The acceleration of the particle is a = (5 m/s)/(5 s) = 1 m/s2 at any time between 5 s and 10 s.
The net force acting on the particle is F = ma = (0.1 kg)*(1 m/s2) = 0.1 N pointing in the positive x-direction.
(b)  At any time between 10 s and 15 s the velocity of the particle is constant, its acceleration is zero, the net force acting on the particle is zero.
(c)  Between t = 15 s and t = 19 s the velocity of the particle decreases at a constant rate from 7 m/s to 5 m/s.
The acceleration of the particle is a = (-2 m/s)/(4s) = -0.5 m/s2 at any time between 15 s and 19 s.
The net force acting on the particle is F = ma =( 0.1 kg)*(-0.5 m/s2) = -0.05 N.  F is pointing in the negative x-direction.

#### Problem:

A 3 kg mass undergoes an acceleration given by a = (2i + 5j) m/s2.  Find the resultant force F and its magnitude.

Solution:
F = ma, F = [6i + 15j] N is the resultant force.
F2 = Fx2 + Fy2 = (36 + 225) N2 = 261 N2,
F = 16.16 N is the magnitude of the resultant force.

#### Problem:

A heavy freight train has a mass of 15000 metric tons.  If the locomotive can exert a pulling force of 750000 N, how long does it take to increase the speed from 0 to 80 km/h?

Solution:
For an object starting from rest with constant acceleration a we have v = at, t = v/a.
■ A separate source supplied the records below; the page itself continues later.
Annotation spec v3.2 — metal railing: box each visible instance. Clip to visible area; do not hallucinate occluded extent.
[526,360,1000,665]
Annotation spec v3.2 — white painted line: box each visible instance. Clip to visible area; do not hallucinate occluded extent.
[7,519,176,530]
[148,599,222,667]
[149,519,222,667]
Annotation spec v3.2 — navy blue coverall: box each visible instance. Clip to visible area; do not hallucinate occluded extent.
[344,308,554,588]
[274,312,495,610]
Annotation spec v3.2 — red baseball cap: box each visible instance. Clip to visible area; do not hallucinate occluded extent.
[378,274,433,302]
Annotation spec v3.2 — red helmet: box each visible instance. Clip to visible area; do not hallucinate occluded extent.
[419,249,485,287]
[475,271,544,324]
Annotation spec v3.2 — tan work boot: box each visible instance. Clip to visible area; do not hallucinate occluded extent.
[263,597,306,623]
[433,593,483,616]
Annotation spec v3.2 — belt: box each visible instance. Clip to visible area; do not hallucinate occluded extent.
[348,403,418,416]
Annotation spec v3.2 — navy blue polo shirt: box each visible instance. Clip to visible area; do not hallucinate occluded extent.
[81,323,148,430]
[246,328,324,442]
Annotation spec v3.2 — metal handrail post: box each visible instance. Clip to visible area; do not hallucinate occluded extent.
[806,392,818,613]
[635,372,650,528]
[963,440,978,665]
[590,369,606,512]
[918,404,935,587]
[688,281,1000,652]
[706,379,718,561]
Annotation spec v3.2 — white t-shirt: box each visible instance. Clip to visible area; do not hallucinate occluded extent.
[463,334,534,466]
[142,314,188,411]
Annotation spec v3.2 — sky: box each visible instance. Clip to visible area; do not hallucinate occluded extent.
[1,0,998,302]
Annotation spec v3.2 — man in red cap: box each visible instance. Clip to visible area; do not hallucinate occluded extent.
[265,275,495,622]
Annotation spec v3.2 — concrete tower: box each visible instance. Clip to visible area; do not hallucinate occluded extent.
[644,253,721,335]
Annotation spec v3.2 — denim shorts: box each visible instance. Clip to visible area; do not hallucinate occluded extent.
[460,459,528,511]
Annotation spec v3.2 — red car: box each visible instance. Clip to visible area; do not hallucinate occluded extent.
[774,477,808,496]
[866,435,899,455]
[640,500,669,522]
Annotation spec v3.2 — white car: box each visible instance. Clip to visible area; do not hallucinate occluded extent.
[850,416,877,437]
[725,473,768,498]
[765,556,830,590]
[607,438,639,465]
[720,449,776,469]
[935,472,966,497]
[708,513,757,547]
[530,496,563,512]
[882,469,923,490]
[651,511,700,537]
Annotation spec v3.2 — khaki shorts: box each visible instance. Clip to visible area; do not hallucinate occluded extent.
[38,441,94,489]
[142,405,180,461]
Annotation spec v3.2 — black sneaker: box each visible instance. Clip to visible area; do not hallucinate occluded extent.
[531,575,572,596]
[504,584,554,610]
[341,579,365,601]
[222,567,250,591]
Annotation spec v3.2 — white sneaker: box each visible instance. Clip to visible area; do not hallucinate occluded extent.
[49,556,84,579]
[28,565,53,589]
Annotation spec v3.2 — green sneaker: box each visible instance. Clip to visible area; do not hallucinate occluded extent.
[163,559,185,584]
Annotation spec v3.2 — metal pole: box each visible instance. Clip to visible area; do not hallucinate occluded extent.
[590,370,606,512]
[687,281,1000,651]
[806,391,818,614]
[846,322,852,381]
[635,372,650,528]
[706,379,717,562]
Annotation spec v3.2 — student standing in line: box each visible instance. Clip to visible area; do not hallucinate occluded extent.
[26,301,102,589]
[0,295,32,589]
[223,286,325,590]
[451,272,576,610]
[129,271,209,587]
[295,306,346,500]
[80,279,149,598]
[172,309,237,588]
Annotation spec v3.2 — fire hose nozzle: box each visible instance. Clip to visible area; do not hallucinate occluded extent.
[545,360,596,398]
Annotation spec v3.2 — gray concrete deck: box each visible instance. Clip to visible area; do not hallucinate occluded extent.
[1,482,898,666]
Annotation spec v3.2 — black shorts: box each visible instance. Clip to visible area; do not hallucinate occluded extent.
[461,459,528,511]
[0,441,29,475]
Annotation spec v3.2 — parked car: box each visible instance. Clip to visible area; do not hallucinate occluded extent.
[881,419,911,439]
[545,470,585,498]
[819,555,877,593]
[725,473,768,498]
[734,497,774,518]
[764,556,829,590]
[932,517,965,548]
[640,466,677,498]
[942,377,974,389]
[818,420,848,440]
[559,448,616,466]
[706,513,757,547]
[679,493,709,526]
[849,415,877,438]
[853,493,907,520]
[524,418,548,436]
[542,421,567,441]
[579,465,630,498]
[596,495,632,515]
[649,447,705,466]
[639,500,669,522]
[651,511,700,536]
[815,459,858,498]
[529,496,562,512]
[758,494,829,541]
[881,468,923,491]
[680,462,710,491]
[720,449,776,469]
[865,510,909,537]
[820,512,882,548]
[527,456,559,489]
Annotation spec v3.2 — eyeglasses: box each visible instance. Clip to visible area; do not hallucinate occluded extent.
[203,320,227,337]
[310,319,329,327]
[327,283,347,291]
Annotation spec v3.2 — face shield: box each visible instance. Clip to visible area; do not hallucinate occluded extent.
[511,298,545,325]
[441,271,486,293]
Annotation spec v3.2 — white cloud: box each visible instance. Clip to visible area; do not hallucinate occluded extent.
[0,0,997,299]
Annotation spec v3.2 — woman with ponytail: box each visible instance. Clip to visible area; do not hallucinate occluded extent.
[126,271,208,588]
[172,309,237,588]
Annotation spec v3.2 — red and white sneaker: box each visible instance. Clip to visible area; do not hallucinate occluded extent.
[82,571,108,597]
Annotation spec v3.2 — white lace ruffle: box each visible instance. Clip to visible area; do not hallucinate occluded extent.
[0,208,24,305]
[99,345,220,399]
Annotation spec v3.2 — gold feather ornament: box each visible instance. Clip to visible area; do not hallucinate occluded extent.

The magnitude of the acceleration of the train is
a = F/m = 750000 N/(15000*1000 kg) = 0.05 m/s2.  Therefore
t = (80000 m/3600 s)/(0.05 m/s2) = 444 s = 7.4 min.

#### Problem:

Suppose a truck loaded with sand accelerates at 0.5 m/s2 on a highway.  If the driving force on the truck remains constant, what happens to the truck's acceleration, if its trailer leaks sand at a constant rate through a hole in its bottom?

Solution:
F is constant.  F = ma.  As the mass decreases, the acceleration increases.
a = F/m,  da/dt = -F(1/m2) dm/dt = -(a/m) dm/dt.
If dm/dt is constant and negative, i.e. dm/dt = -b, with b a positive constant, then da/dt = (a/m)b.  The mass m is decreasing and a and da/dt are increasing with time.
We have m = m0 - bt,  da/dt = ab(m0 - bt).